Mastering the Game of Guandan with Deep Reinforcement Learning and Behavior Regulating
Yifan Yanggong, Hao Pan, Lei Wang
TL;DR
This work addresses mastering Guandan, a challenging imperfect-information card game, by introducing GuanZero, a Deep Monte-Carlo framework augmented with a novel state-action encoding that regulates cooperative behaviors. The approach combines distributed learning, LSTM-based history encoding, and a six-layer feedforward network to estimate $Q(s,a)$ and guide decision-making. Empirical results show GuanZero outperforms random and rule-based baselines and benefits notably from explicit behavior regulation (cooperating, dwarfing, assisting), with training converging in under a week.

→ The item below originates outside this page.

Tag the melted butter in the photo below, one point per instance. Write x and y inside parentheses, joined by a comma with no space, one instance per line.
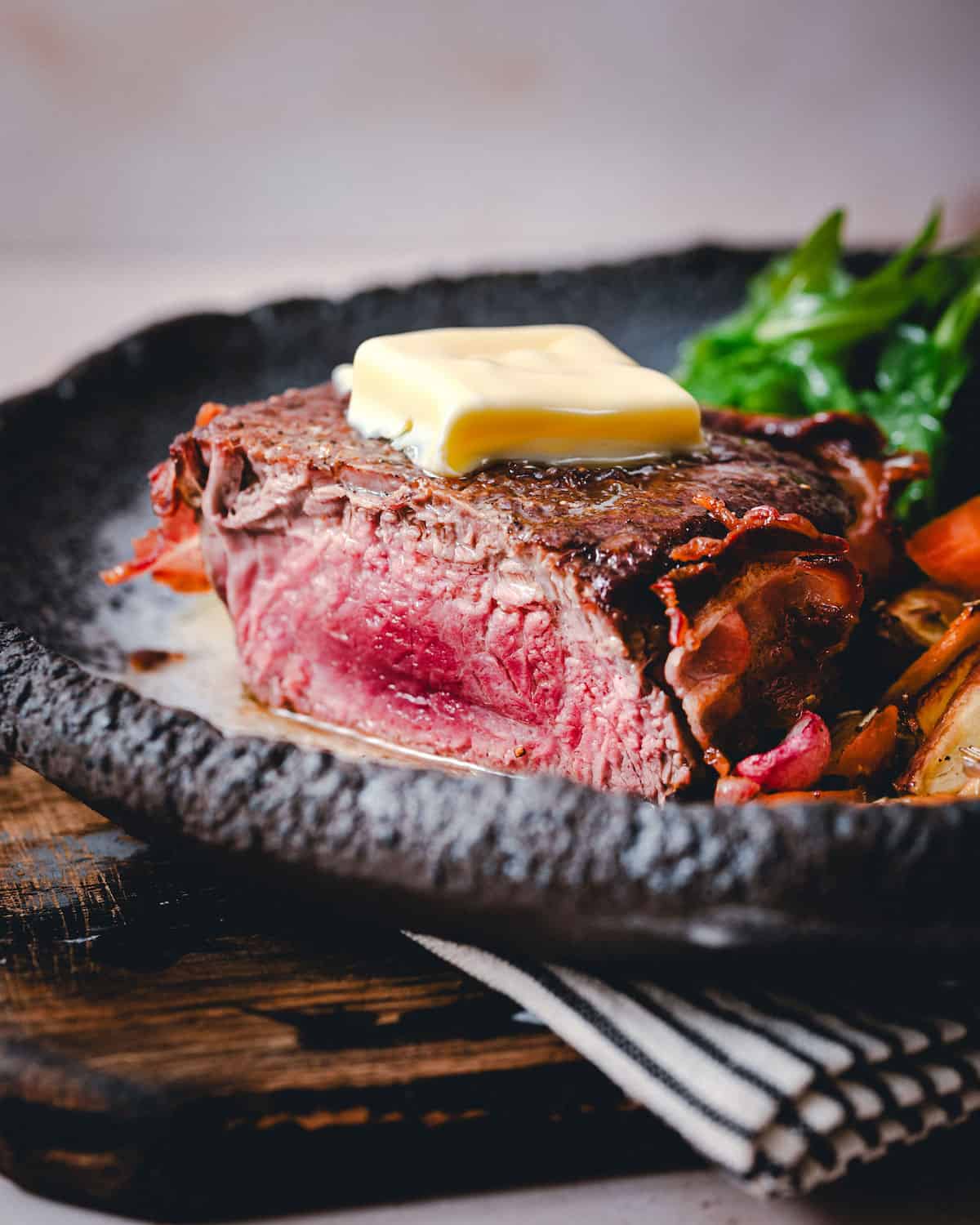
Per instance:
(456,399)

The study advances AI in complex, multi-agent, imperfect-information domains and points to future enhancements in behavior automation and tribute-strategy learning.
Abstract
Games are a simplified model of reality and often serve as a favored platform for Artificial Intelligence (AI) research. Much of the research is concerned with game-playing agents and their decision making processes. The game of Guandan (literally, "throwing eggs") is a challenging game where even professional human players struggle to make the right decision at times. In this paper we propose a framework named GuanZero for AI agents to master this game using Monte-Carlo methods and deep neural networks. The main contribution of this paper is about regulating agents' behavior through a carefully designed neural network encoding scheme. We then demonstrate the effectiveness of the proposed framework by comparing it with state-of-the-art approaches.